Nio Inc – ADR NIO shares were on a roll at the start of July, culminating in the stock racing to an all-time high earlier this week.

To The Peak and Back: Nio's stock moved out of a rangebound phase July 2, reacting to its June deliveries report. Thanks to the rally that followed, on July 8, the stock broke above its previous record of $13.80 reached immediately after its Sept. 2018 IPO.

The stock made further headway over the next few sessions, making successive closing highs July 9 and July 10. Nio's stock hit its best ever level of $16.44 in the July 13 session.

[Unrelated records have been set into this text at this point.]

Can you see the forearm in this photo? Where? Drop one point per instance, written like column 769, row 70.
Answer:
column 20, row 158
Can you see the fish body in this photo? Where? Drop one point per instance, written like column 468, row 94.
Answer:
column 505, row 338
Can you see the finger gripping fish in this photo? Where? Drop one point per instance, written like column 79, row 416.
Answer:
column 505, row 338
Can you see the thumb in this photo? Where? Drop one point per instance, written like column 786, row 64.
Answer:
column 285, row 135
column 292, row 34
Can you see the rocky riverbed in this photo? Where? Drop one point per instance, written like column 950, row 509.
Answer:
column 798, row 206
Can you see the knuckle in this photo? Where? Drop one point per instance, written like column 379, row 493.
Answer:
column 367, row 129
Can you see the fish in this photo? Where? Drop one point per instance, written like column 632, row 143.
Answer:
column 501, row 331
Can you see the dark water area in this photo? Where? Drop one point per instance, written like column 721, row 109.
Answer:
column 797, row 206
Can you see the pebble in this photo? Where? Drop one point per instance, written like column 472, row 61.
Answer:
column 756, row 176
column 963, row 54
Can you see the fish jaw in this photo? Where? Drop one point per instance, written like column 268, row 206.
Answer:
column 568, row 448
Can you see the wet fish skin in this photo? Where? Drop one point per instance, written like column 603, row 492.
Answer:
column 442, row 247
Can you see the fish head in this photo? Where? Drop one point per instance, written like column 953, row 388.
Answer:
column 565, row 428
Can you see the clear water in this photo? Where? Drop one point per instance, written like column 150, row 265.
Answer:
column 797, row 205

The overall EV market buoyancy and fundamental improvements played a major part in lifting the stock to record territory.

Signaling a loss of momentum, the stock has seen some weakness since its July 13 highs. From $16.44, the stock has lost about 18%, trading around $13 at the time of writing.

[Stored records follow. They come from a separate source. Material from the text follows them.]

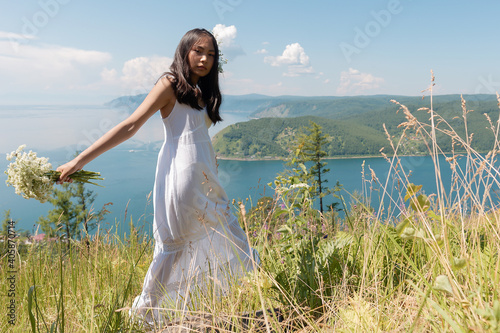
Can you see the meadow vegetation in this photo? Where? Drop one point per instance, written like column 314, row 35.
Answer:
column 417, row 262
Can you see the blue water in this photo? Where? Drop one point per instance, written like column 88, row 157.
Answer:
column 129, row 178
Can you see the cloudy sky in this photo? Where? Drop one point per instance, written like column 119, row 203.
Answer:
column 88, row 52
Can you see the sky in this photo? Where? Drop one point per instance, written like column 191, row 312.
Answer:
column 89, row 52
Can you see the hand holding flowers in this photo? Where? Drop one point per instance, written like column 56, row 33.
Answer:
column 33, row 177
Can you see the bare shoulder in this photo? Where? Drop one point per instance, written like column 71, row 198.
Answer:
column 165, row 87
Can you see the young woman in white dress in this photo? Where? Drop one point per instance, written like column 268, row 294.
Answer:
column 197, row 238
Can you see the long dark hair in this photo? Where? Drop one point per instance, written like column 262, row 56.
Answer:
column 185, row 91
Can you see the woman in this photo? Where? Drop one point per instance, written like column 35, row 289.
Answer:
column 197, row 239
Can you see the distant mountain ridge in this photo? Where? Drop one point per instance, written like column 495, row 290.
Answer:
column 354, row 124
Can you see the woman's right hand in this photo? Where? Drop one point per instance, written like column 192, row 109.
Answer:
column 66, row 170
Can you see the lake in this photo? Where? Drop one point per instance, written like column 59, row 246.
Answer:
column 129, row 178
column 129, row 173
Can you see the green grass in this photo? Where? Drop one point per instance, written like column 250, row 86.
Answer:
column 433, row 268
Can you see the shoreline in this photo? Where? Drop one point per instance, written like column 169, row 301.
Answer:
column 284, row 159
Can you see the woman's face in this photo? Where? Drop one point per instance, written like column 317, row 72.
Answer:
column 201, row 58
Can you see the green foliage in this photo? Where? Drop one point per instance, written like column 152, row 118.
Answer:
column 272, row 138
column 72, row 210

Profit Taking Behind The Weakness? With nothing changed between the period since Nio took off and now, and no catalyst in the works, it's safe to assume some investors might be cashing in on the recent gains, generating selling pressure in the stock.

With the recent rally, Nio's valuation was stretched. Nio's shares are trading at 14 times its trailing 12-month sales compared to bigger rival and market leader Tesla Inc's TSLA 10.90.

The average price target for Nio, based on five analysts covering the stock over the past three months, is $5.70, with the high and low forecasts at $7.30 and $2.50, respectively, according to TipRanks.

Although the sell-side isn't that optimistic of further gains, the prospect offered by the burgeoning EV market in China and Nio's prudent execution don't rule out the possibility.

A lot would ride on how Nio capitalizes on the resurgence of demand post-COVID and the financial discipline it exercises.